SpeciesNet – A Global AI-Powered Wildlife Classifier
SpeciesNet is Google’s latest AI-powered wildlife classifier, designed to identify animals in camera trap images. Unlike many older models that focus on specific regions, SpeciesNet aims to be a global classifier, covering over 2,000 species. That means whether you're monitoring wildlife in the Amazon rainforest, the African savanna, or a local nature reserve, this one model could help identify what’s in the frame.
At its core, SpeciesNet combines two key AI components:
But SpeciesNet doesn’t just blindly predict species. It uses smart decision-making to refine results and improve accuracy. This includes checking if an animal is actually present, applying location-based filtering to avoid unrealistic predictions, and rolling up uncertain classifications to broader categories instead of making an incorrect guess.
How Does SpeciesNet Work?
The following breakdown is taken directly from Google’s official GitHub repository (GitHub Repository) and describes the decision-making process used by SpeciesNet:
How SpeciesNet Works – Step by Step (as described in the official GitHub repository)
1. Input Processing – Raw images are preprocessed and passed to both the object detector (MegaDetector) and the image classifier.
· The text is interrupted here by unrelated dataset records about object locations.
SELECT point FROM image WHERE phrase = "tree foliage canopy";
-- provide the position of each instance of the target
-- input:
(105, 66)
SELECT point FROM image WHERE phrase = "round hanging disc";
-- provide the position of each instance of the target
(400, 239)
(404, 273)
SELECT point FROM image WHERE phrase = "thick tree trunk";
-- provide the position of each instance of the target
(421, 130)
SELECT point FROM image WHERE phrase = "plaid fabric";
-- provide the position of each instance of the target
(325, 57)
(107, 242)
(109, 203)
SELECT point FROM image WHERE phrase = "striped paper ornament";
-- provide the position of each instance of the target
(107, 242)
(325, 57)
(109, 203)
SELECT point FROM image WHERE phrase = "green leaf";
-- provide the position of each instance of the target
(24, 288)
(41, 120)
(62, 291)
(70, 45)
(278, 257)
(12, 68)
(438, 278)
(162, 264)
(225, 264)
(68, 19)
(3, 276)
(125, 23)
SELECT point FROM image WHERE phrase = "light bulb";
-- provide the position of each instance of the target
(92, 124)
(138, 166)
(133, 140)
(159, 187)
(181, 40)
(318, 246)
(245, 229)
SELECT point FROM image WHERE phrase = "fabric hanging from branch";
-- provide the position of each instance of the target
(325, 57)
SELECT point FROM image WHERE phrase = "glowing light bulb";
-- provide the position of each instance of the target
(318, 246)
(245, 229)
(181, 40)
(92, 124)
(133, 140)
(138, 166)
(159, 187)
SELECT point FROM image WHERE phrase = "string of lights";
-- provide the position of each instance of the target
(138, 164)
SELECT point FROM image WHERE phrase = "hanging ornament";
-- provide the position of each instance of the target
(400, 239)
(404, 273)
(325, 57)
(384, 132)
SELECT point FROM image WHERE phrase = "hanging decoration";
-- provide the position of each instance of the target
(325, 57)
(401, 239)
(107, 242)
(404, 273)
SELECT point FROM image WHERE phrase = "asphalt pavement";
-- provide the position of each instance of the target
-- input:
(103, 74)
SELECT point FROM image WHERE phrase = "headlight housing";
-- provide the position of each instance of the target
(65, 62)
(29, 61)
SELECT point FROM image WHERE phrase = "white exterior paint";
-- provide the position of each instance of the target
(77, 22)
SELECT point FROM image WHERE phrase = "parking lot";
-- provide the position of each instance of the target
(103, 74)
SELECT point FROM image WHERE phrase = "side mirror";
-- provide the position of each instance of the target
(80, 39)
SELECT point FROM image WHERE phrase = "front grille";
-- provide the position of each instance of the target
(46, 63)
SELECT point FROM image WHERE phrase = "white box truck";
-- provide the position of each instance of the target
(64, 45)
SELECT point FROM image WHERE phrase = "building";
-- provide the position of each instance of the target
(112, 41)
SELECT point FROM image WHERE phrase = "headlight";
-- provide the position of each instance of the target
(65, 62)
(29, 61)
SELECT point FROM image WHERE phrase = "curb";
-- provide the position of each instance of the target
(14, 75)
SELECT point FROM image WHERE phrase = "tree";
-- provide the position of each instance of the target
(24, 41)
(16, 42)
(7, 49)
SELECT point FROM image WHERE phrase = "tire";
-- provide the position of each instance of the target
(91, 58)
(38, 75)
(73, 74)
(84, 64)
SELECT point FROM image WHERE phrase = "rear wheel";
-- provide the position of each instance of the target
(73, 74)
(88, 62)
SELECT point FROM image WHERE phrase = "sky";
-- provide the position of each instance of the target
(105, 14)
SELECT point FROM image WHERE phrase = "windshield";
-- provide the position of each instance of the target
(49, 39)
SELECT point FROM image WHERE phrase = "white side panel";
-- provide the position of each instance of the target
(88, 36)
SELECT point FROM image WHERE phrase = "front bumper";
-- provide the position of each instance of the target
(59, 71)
The type of preprocessing will depend on the selected model. For "always crop" models, images are first processed by the object detector and then cropped based on the detection bounding box before being fed to the classifier. For "full image" models, images are preprocessed independently for both models.
2. Object Detection – The detector identifies potential objects (animals, humans, or vehicles) in the image, providing their bounding box coordinates and confidence scores.
3. Species Classification – The species classifier analyzes the (potentially cropped) image to identify the most likely species present. It provides a list of top-5 species classifications, each with a confidence score.
4. Detection-Based Human/Vehicle Decisions – If the detector is highly confident about a human or vehicle, that label will be returned as the final prediction, overriding other classifications.
5. Blank Decisions – If the classifier predicts "blank" with high confidence and the detector has low confidence about an animal being present, the blank label is returned.
6. Geofencing – If an animal species is detected and location data is available, a geofencing rule ensures species predictions align with known species distributions.
7. Label Rollup – If the species prediction is uncertain, the model rolls up the classification to a higher level, such as genus or family, ensuring more reliable results.
8. Detection-Based Animal Decisions – If the object detector finds an animal but the species classifier is uncertain, the image is labeled as “animal” rather than making an incorrect species prediction.
9. Unknown Classification – If no other rule applies, the image is labeled as “unknown” to avoid incorrect guesses.
10. Prediction Source Tracking – The system logs which parts of the model contributed to the final decision, helping improve future predictions.
By following these structured steps, SpeciesNet is able to accurately classify a vast range of wildlife species while minimizing errors.
How Can SpeciesNet Be Used?
By default, running “run_model.py" with SpeciesNet applies a decision-making strategy where only the highest-confidence detection in each image is used. This approach assumes that multi-species images are rare, meaning that only one species per image is classified.
Limitations of the Default Approach
This works well in many cases, but in images containing multiple animals, it can cause misclassifications. For example, if the highest-confidence detection is a zebra, the entire image may be labeled as a mountain zebra, even if other animals are present.
Example: (Image example from GitHub user hooge104 – Issue #8)
However, there are workarounds to classify each individual animal in the image separately.
For my own testing, I decided to classify each detected animal individually. If there’s only one animal in the image, it performs well. If there are multiple animals of the same species, it sometimes struggles to classify them all correctly. But when there are different species in the same image, they are no longer misclassified as the same animal.
Geofencing and Labeling Trade-Offs
One of the most impressive features of SpeciesNet is its geofencing logic, which allows users to pass in a country code (three-letter format)—and even more specific regions in USA, to prevent impossible classifications.
For example, it ensures that you won’t see a kangaroo in Denmark.
However, this system isn’t perfect. There’s a trade-off when using a broad classifier like SpeciesNet:
There are generally cases where the logic work fine and sometimes, where the logic defaults to.. "Animal"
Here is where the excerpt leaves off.